BOOK XXIII. KÄNG-SANG KHÛ.

It is not at all certain that there ever was such a personage as Käng-sang Khû, who gives its name to the Book. In his brief memoir of Kwang-dze, Sze-mâ Khien spells, as we should say, the first character of the surname differently, and for the Käng ( ), employs Khang ( ), adding his own opinion, that there was nothing in reality corresponding to the account given of the characters in this and some other Books. They would be therefore the inventions of Kwang-dze, devised by him to serve his purpose in setting forth the teaching of Lâo-dze. It may have been so, but the value of the Book would hardly be thereby affected.

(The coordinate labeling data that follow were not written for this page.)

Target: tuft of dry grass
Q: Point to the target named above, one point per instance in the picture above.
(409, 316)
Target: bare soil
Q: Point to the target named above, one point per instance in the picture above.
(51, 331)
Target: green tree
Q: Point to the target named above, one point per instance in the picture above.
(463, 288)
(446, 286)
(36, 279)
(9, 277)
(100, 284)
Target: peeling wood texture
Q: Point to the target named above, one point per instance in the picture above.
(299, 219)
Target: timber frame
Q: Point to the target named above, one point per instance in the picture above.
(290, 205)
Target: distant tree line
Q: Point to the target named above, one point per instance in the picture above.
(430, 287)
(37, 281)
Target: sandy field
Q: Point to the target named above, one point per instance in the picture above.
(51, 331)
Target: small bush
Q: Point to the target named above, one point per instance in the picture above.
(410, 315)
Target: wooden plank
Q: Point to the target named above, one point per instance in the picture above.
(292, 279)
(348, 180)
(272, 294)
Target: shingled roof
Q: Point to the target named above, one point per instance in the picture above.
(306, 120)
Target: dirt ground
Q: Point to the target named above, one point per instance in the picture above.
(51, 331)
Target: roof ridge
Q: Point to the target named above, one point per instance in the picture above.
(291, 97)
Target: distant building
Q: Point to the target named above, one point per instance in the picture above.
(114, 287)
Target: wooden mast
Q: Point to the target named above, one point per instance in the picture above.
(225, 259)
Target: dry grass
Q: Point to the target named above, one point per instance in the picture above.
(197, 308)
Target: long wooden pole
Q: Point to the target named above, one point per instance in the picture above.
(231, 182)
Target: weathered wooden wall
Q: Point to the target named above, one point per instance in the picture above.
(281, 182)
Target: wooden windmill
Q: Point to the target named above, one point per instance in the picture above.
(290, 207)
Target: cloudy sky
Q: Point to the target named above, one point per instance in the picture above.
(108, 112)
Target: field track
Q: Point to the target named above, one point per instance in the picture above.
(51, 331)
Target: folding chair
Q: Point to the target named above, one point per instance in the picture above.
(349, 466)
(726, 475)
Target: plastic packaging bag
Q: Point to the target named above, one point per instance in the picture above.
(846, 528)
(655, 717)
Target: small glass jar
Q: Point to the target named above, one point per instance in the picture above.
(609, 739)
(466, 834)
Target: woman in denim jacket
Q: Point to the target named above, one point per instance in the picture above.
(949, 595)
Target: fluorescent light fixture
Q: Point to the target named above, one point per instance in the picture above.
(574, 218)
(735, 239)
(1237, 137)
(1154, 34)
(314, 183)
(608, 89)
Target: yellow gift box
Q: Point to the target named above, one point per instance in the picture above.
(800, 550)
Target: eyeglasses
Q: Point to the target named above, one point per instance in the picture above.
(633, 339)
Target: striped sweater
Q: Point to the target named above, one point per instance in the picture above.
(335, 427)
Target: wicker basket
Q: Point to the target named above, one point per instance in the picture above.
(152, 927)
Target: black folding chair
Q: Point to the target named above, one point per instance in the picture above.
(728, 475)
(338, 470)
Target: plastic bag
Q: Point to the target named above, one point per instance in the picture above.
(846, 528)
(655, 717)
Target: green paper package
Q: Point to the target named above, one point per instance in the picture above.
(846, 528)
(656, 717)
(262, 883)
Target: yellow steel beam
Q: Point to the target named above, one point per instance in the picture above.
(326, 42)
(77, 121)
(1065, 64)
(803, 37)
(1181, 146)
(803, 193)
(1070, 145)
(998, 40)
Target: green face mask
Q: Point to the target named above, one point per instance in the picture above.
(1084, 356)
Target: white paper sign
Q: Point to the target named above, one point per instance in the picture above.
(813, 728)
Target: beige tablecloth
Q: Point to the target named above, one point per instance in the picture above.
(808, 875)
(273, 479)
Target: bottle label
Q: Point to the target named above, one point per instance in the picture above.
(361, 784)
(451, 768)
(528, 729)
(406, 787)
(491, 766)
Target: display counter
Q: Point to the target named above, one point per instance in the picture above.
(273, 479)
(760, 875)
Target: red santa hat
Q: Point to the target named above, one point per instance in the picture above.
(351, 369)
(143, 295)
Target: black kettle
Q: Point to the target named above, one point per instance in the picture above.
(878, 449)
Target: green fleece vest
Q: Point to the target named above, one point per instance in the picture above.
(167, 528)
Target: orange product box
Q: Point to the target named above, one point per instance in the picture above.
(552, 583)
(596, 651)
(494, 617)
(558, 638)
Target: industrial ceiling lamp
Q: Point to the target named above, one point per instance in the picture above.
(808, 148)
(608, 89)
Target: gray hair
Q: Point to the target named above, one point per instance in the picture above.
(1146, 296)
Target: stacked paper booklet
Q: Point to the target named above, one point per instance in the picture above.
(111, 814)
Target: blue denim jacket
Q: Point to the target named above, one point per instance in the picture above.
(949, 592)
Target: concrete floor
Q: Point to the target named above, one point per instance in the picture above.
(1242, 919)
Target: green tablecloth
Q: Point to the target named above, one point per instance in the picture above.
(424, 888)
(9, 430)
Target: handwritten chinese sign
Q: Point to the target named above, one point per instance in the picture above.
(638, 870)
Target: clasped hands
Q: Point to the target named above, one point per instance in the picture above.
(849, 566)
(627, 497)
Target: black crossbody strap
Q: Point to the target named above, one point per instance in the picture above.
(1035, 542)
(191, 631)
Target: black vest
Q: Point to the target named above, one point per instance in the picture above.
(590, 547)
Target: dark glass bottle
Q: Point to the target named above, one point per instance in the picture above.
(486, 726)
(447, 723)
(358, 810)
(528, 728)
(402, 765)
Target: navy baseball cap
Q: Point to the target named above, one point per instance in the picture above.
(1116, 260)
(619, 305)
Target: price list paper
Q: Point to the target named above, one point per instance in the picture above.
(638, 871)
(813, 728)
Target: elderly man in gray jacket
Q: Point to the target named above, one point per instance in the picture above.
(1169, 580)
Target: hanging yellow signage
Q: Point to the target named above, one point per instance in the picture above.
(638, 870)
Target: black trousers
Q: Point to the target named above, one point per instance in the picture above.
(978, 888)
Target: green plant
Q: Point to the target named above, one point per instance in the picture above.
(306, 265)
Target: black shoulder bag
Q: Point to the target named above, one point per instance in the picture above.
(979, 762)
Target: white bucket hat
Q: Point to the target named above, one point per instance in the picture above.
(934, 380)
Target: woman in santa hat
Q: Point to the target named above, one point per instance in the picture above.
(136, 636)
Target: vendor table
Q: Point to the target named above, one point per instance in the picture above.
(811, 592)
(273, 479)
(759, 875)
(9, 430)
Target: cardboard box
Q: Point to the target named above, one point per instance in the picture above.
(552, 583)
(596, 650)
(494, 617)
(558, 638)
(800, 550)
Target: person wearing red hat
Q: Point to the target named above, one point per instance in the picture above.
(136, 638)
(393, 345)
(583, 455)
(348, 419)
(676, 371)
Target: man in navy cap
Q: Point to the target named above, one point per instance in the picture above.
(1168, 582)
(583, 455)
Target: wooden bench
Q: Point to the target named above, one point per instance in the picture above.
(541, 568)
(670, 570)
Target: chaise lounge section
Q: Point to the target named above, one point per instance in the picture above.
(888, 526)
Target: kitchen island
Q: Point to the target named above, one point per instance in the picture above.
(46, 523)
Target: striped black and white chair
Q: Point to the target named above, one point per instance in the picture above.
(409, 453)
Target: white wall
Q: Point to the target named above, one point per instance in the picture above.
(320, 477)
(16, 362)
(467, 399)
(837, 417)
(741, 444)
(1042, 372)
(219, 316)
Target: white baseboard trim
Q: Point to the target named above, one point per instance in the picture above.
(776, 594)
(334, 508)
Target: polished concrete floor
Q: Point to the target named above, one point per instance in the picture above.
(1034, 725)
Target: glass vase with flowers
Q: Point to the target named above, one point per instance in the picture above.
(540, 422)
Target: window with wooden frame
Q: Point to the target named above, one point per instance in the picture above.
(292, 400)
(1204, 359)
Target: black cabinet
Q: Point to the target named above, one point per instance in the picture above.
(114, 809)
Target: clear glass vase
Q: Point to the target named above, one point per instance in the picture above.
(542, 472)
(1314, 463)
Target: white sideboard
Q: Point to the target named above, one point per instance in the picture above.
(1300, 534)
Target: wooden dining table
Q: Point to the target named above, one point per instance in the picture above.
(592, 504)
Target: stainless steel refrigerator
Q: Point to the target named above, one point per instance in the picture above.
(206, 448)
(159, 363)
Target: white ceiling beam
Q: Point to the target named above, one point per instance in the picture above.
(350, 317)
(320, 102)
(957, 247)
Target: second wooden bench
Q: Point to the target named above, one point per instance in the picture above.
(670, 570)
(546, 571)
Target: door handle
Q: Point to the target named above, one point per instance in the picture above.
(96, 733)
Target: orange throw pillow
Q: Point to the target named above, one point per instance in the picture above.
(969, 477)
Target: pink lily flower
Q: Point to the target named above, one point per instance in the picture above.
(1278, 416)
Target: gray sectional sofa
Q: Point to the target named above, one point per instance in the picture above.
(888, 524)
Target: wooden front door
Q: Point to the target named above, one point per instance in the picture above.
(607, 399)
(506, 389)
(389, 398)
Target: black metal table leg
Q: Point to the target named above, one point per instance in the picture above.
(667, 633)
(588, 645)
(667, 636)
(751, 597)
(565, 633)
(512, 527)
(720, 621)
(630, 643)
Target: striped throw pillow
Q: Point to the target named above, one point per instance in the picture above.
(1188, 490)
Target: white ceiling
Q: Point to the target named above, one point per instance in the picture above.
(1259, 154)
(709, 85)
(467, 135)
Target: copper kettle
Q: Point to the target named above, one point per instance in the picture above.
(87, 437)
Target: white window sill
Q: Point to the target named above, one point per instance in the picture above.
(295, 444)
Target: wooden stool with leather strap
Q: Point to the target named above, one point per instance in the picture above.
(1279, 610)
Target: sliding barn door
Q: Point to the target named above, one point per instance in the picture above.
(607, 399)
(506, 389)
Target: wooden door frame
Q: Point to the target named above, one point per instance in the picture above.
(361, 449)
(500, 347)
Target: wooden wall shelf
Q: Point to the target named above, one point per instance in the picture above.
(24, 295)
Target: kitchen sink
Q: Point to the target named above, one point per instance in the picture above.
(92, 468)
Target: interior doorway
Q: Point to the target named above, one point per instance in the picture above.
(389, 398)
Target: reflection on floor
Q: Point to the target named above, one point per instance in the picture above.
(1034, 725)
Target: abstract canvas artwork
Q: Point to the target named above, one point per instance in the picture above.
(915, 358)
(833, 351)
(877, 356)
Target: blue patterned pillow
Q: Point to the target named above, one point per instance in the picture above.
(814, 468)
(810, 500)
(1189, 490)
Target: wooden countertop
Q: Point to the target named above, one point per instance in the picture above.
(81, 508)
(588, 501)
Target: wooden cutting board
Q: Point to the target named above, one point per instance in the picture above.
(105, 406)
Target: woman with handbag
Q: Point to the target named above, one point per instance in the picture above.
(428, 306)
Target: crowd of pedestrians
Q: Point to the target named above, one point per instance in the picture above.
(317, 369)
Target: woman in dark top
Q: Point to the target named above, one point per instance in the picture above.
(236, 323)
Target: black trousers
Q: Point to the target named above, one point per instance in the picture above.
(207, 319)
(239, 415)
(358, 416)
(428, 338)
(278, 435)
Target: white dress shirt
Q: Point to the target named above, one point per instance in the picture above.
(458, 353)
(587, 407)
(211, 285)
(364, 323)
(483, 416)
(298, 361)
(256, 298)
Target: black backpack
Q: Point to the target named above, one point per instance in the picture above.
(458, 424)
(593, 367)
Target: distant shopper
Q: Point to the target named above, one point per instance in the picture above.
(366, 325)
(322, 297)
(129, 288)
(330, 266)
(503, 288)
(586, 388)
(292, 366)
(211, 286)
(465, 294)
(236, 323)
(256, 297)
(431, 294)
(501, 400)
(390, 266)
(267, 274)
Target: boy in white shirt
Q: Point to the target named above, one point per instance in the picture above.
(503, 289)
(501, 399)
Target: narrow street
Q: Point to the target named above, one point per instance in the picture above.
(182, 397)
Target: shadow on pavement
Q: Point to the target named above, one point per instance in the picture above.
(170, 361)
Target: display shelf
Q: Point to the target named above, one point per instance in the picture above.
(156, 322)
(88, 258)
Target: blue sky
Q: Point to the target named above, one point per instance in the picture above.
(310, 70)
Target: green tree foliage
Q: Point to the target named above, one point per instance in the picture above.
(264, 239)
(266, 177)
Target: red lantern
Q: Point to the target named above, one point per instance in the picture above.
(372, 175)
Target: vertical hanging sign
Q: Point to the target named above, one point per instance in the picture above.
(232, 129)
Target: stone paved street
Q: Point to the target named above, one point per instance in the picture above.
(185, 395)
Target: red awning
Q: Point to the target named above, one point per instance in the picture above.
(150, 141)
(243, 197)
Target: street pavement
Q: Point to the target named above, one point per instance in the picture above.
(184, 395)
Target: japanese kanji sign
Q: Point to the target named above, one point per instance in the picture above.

Lû Shû-kih gives the following very brief account of the contents. Borrowing the language of Mencius concerning Yen Hui and two other disciples of Confucius as compared with the sage, he says, 'Käng-sang Khû had all the members of Lâo-dze, but in small proportions. To outward appearance he was above such as abjure sagehood and put knowledge away, but still he was unable to transform Nan-yung Khû, whom therefore he sent to Lâo-dze; and he announced to him the doctrine of the Tâo that everything was done by doing nothing.'

The reader will see that this is a very incomplete summary of the contents of the Book. We find in it the Tâoistic ideal of the 'Perfect Man,' and the discipline both of body and mind through the depths of the system by means of which it is possible for a disciple to become such.